(03-01-2019 04:34 PM)VCUfan Wrote: I suppose Cincinatti and Wichita State aren’t considered power conference programs but VCU has either had or is in the middle of home and homes with those programs. That’s pretty good in addition to Georgia Tech, the 2 home and homes with UVA (with likely more to come per the AD). I don’t think anyone is going to apologize for the Oklahoma/Alabama/ Texas series we’ve benefitted from and the upcoming LSU series we are going to benefit from as a result of shrewd coaching contract stipulations.
From a scheduling-philosophy standpoint, I don't consider the AAC a major in attitude. By that I mean generally even the AAC's better programs aren't likely to big-time a established or strong mid/upper-mid team like a P5 or better Big East program might. Cincinnati schedules VCU home-and-home, but Ohio State probably doesn't (even if Cincinnati is often a better team).
I don't think anyone begrudges VCU for getting the SEC/Big 12 games by the methods they did, just that it's about the only way VCU (or any other school in VCU's plane) would be able to do it (acknowledging that I was a VCU student when the Rams had home-and-homes against Oklahoma and Texas in the 90s). Scheduling, like so many things in college basketball, is a game in which the dice are increasingly loaded in favor of the power programs.
Quote:I think ODU is, can be and has been a formidable basketball program. 2011 was really a ‘catch lightning in a bottle’ season for us, but we’ve done everything to run with it since. The reality is that it’s extremely rare and takes so many things breaking right to do. ODU might be able to do something similar with the kind of opportunity VCU got but there’s no guarantee ODU will and the odds are very much against it happening as much as the odds of a 2011 happening for VCU again are.
Agreed. George Mason had the first chance with their 2006 run, but they couldn't get the boost to the better conference right away, they tried to cheap out on keeping Jim L and then doubled down on their screw up by taking a retread whose most attractive attribute was that Georgia Tech was still paying most of his salary. Even then it would have taken an awful lot to go right, both off and on the court.
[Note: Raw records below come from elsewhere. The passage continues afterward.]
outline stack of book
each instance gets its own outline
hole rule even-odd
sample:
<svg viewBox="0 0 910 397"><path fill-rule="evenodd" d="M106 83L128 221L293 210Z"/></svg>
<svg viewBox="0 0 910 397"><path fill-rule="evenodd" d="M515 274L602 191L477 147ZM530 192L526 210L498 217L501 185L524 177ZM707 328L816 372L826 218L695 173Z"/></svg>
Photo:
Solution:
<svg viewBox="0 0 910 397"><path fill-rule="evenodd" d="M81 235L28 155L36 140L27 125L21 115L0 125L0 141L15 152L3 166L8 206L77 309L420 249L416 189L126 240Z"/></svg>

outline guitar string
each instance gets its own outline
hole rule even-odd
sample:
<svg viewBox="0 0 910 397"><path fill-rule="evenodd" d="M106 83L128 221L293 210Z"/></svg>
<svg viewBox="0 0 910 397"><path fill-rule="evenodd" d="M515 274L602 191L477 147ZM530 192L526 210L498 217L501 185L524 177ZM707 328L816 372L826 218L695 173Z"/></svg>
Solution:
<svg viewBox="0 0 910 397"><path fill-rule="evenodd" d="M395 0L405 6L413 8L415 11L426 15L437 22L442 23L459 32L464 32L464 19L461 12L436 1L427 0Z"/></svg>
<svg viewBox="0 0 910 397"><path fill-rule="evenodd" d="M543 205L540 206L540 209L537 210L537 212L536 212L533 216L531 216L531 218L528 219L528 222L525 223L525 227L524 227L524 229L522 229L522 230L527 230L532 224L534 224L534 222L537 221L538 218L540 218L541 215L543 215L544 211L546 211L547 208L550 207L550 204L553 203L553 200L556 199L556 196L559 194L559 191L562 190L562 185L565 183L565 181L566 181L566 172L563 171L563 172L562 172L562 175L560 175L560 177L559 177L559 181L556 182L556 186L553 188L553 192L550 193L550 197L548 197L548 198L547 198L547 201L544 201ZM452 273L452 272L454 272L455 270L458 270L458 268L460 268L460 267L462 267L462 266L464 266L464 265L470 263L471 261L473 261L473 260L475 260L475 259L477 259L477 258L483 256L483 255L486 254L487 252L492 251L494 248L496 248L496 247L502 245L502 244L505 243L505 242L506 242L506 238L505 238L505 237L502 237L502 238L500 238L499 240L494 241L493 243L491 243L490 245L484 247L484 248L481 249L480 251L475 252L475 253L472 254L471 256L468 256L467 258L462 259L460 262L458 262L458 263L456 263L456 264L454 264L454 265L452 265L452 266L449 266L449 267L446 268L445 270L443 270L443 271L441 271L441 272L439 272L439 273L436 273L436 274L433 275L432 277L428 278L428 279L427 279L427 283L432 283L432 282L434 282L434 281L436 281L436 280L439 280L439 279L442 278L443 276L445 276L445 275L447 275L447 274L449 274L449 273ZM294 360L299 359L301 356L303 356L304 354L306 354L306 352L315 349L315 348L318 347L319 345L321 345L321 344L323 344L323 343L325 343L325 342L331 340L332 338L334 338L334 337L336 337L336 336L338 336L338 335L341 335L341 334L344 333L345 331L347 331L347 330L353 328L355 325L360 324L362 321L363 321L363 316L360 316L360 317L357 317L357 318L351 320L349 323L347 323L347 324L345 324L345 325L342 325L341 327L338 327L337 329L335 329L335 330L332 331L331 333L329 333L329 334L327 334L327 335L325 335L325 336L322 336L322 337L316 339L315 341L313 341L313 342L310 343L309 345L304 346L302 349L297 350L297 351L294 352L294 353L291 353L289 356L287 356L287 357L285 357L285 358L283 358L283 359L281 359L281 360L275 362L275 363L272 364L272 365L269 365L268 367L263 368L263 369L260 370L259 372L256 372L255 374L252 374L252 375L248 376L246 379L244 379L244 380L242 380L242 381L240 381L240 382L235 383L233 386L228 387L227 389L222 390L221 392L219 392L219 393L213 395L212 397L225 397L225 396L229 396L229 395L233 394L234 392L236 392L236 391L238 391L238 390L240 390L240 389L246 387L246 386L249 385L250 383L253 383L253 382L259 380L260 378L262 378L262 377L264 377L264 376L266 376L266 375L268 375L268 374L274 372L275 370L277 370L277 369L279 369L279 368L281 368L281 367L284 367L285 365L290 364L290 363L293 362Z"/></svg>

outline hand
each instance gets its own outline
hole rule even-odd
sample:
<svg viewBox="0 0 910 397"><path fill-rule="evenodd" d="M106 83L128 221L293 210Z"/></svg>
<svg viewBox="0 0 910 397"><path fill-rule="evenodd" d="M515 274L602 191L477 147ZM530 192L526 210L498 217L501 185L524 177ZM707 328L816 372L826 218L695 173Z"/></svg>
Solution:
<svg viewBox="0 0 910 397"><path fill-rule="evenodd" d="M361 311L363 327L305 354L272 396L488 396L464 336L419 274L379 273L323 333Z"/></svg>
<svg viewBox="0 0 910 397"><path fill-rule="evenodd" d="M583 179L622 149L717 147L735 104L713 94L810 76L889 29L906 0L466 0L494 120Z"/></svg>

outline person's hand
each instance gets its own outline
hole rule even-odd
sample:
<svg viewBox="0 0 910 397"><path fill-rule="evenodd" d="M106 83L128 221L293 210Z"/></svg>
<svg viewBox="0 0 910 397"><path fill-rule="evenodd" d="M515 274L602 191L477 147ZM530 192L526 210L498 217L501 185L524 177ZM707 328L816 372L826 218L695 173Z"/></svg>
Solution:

They did make the top 25 in 2011 and won their first NCAA game (which immediately got overshadowed by VCU's run), but Ohio State sat on them in the "third round" and that was that.
ODU is closer to VCU than Mason in their ability to exploit a deep NCAA run (good support and facilities, better tradition, better market presence), but in reality they only way a second- or third-weekend run can lead to lasting success is if they follow it up with at least two more strong seasons and/or work their way into the AAC. But that's easier said than done.